Creative advertising agency McKinney developed a quiz game called “Are You Blacker Than ChatGPT?” to shed light on AI bias.
The game tests a person’s knowledge of Black culture against what ChatGPT has been trained to know about the Black community. It asks questions like, “What does it mean when someone says, ‘Not much on them, now?'” and “What is your response if you are invited to an event?” When I took the quiz, I got both ChatGPT and the first one right — when someone says “not too much,” that usually means I should take it easy. But ChatGPT failed when it came to the second one. When someone invites you to an event, the stereotypical response in the Black community is, “Who else is going to be there?” But ChatGPT said it was, “Thanks for the invite!”

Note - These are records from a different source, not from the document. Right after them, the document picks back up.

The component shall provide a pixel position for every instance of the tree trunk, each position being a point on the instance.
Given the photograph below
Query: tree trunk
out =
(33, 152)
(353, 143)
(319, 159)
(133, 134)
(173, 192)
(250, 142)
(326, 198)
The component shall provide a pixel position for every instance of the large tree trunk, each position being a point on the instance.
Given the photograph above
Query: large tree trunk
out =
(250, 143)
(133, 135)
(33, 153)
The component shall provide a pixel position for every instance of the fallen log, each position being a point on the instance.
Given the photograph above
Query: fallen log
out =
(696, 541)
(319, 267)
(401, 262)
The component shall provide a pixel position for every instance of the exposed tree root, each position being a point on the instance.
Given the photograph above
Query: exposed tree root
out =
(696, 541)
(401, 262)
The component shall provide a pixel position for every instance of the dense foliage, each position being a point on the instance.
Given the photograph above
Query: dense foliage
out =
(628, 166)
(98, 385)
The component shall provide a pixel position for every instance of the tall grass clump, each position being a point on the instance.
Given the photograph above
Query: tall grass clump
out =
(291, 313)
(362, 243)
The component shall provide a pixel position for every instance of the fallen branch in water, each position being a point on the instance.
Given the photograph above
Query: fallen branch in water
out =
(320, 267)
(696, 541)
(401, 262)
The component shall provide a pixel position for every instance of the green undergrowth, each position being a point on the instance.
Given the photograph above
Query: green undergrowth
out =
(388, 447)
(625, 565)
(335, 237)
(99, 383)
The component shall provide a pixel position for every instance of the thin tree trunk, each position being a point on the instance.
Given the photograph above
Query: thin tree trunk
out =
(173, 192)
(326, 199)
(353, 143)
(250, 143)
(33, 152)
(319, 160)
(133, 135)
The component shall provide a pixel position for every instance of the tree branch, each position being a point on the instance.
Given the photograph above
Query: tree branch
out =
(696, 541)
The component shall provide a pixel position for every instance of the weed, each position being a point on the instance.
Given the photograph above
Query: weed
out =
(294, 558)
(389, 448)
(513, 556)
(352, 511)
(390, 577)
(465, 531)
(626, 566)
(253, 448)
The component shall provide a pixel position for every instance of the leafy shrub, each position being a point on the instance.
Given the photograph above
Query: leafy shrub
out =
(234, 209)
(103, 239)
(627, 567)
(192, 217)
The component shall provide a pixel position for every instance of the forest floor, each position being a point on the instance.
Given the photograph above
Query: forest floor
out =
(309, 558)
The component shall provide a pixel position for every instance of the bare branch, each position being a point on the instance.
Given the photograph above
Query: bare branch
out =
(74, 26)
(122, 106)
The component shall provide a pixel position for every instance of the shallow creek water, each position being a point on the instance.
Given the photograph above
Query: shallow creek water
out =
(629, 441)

“It’s interesting because it’s billed as this know-it-all robot and it’s like, clearly, you don’t know everything, especially when it comes to things that aren’t specific to white people,” Meghan Woods, a copywriter at McKinney and a. of the game’s creators, he told TechCrunch.
Woods said the idea for the quiz came last year during a creative brainstorming session in McKinney. It took a year for Woods and a Black-led team to create this product to playfully point out how irrelevant ChatGPT is to Black users. He pointed out that a blind spot for ChatGPT seems to stem from the fact that many Black cultural elements are not necessarily documented online. Instead, they are passed down in person or orally through generations. This means that its algorithm misses a lot of nuance when it searches the web for information about Black people.
“Blind spots can be pretty annoying,” Woods said. “It’s quite dangerous.”
Artificial Intelligence may be on a hot streak, but women, the black and brown builders and founders of the space, have long spoken out about being ignored or sidelined. The result is that AI innovation is created without cultural insight and complexities that would make it suitable for different cultures. At its most extreme, the lack of diversity means that cars are developed using artificial intelligence cannot detect black skin, leading to an increasing number of accidents. On the other hand, it just means a chatbox that can’t tell the difference between one Whitney Houston song and another.
Gerald Carter, its founder Dedicated AI, a company that helps detect and mitigate AI bias, said the McKinney quiz does a good job of creating games and raising awareness of these AI gaps. “Many nuances can be addressed by including different perspectives at each level,” he said. “For AI to reach its full potential, it needs to work for everyone, everywhere.”
ChatGPT’s parent company, OpenAI, has come under fire for a lack of diversity on its board. Woods said it doesn’t seem like ChatGPT is learning from the quiz, based on the fact that it keeps getting the same answers wrong multiple times. “Our assumption is that he will never be able to fully understand many of the things we ask of him.”
We’ve reached out to OpenAI for comment and will update this post when we hear back.
Carter said ChatGPT could work better for more cultures with better procurement and with more comprehensive data collection. A more direct approach is to monitor the shift of AI models and make improvements using tools that focus on cultural perspectives.
While the biggest companies are working to make AI useful for everyone, black and brown builders in the space have taken matters into their own hands to ensure that this next wave of AI is diverse.
Carter, for example, works with companies to help them source more comprehensive data. Erin Reddick created ChatBlackGPT (no relation to OpenAI) to offer deeper insights into Black culture and history, and Tamar Huggins raised $1.4 million for her ChatGPT alternative, called Spark Plug, which translates classic literary texts into African-American traditional English dialect (AAVE).
“Recruitment, retention, making sure people are in the room at the table,” Woods said, about what needs to be done to make AI more inclusive. “I know it sounds cliche, but I think it might start to have an impact.”